After a crazy failure for House Bill 50, the legislation was reconsidered with the originally failed House Amendment #2, which passed the second time around, and then the whole bill passed. Now it goes back to the Senate. Trust me, I’m confused, but maybe this will help. Timeline time:
House Bill 50 timeline:
3/12/15: Introduced by Rep. John Kowalko and Senator Dave Lawson
4/22/15: House Education Committee releases bill from committee, brings it to full House Vote
5/7/15: House Amendment #1 added by Rep. Sean Matthews removing “state assessment” and changing it to just “Smarter Balanced Assessment”, passes House
6/11/15: Senate Education Committee releases bill from committee for full Senate vote
6/17/15: Senator David Sokola adds Senate Amendment #1, changing “Smarter Balanced Assessment” to all “state assessments and district-wide assessments”, passes Senate
6/17/15: Senator Bryan Townsend adds Senate Amendment #2, allowing high school juniors to opt-out of the assessment, passes Senate
6/17/15: Senate passes House Bill 50, but because two amendments were added, it goes back to the House
6/23/15: Rep. Jeff Spiegelman introduces House Amendment #2 which takes away Townsend’s Senate Amendment #2, fails to get enough votes
6/23/15: House Bill 50 fails 2nd House vote, bill is dead
6/23/15: Rep. Spiegelman asks for reconsideration of vote on House Bill 50 under Delaware House of Representatives House Rule #41, House passes motion
6/23/15: House passes House Amendment #2
6/23/15: House passes House Bill 50 again
Now it goes back to the Senate. Whether it will be heard by next Tuesday or if it extends it until January when the 148th General Assembly is back in session is unknown. But what I do know is this. I blame all of this on three people: Rep. Earl Jaques, Senator David Sokola, and Senator Bryan Townsend.

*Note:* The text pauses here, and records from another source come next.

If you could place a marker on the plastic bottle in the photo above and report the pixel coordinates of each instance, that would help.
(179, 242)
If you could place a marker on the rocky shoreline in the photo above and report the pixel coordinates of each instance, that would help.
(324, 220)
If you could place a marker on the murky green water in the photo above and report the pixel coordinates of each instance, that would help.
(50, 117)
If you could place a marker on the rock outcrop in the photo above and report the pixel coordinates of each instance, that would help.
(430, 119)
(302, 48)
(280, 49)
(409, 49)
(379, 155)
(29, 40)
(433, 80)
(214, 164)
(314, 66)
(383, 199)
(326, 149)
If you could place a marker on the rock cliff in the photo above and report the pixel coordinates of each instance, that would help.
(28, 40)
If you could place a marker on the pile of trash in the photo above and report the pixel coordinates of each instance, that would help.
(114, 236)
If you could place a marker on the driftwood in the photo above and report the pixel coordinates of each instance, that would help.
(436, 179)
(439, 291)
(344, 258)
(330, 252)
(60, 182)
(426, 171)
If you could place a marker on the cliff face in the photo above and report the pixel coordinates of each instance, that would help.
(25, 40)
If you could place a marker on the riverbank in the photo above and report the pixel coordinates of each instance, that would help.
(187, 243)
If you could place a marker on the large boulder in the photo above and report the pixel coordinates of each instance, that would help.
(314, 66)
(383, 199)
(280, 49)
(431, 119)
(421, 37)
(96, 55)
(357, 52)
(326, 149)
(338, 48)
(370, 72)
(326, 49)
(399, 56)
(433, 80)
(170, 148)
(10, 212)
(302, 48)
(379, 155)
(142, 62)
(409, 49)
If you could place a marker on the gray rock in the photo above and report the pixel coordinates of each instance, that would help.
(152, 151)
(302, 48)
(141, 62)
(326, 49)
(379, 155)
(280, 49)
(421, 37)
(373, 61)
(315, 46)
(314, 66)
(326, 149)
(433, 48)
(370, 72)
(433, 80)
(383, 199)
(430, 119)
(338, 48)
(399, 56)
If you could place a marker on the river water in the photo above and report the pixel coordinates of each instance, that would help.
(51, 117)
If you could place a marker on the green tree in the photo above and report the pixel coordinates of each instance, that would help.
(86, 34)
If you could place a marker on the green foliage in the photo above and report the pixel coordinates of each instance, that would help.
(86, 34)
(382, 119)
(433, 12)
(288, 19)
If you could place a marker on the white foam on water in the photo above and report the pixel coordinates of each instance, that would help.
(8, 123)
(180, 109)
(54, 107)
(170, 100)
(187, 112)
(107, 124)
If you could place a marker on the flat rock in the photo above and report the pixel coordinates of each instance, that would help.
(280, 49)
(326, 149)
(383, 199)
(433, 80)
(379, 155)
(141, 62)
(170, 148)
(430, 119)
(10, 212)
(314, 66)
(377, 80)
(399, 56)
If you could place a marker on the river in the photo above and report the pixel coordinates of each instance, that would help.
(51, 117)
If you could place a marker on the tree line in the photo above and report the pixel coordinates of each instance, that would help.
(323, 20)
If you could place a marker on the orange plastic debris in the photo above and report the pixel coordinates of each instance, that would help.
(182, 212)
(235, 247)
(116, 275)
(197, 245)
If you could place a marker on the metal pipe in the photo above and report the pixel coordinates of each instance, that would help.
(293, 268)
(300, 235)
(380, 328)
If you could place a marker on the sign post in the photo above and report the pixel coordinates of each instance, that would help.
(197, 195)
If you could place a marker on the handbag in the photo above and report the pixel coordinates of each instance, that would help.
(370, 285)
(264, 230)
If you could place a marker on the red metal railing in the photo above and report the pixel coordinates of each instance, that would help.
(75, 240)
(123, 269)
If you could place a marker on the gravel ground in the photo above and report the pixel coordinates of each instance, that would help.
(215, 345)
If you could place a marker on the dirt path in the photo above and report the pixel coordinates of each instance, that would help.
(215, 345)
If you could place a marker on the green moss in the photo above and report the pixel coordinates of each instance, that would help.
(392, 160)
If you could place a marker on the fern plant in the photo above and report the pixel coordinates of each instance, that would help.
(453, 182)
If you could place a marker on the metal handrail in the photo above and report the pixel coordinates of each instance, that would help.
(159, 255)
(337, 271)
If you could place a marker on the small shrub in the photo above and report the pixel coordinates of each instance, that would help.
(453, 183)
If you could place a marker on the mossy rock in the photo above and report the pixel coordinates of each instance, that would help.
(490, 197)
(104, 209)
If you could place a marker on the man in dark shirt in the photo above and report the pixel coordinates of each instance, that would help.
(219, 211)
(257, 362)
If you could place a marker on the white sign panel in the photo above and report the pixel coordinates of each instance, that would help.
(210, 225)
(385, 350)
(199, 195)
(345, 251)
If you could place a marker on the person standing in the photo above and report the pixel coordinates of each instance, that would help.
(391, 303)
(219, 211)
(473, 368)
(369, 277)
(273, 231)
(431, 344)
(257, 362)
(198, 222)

They have played games with this bill and do not care about parents. And from what I’m hearing Senator Colin Bonini had quite the chuckle after the bill originally failed in the House today. These are legislators who really don’t care about parents or their rights. I resisted Spiegelman’s amendment at first cause I just wanted it to pass, but he is absolutely right. He brought up a point I didn’t think of: what if the junior wants to opt out but the parents don’t want him to? That would set up some very thorny issues for all involved: student, parent, teacher, school, district, and even the state. So thank you for your wisdom on this one Rep. Spiegelman!
Our no votes on the 2nd House vote today are as follows: Dukes, Gray, Heffernan, Jaques and Q. Johnson. Not voting were Barbieri and Bolden. So all the no votes or absents are the same from the original House vote last month, except for the additions of Gray, Heffernan and Q. Johnson. What made them flip?
For the 2nd vote on the House Amendment, only Dukes voted no and Barbieri and Bolden didn’t vote. Three reps had left so there were three absent.
If I were any Delaware parent (I am), I would be absolutely livid at the games being played with this bill. Shame on Jaques, Sokola and Townsend for not caring enough about parents to even ask them about their bill-killing plans prior to their attempted hijackings. If I were Townsend, I might want to reconsider that run for Congress. You ticked off A LOT of voters tonight.
4 thoughts on “House Bill 50’s Wild Ride In The House Passes With New Amendment, Back To The Senate….”
I think it’s time to rally and picket! I’ve had enough. They all know what is the right thing to do and they still stick with their reformist buddies. Sickening. Thank you to the House for having common sense and the balls to do the right thing.
Barbieri: straight up coward.
Yes he is.
Do I have this straight – in the end it wasn’t Sokola’s poison pill amendment that killed the bill, it was Townsend’s? WTF was Townsend thinking?
Very cynical how almost nobody is on record voting against the bill. Nonetheless, the overwhelming vote has sent the desired message. I would prefer the bill became law, but it almost doesn’t matter.
As I promised Sokola, now it is time for school activists to begin a full-court press to educate the public on their right to opt out and how to do it, with easily available templates for opt out letters and a constant campaign of awareness.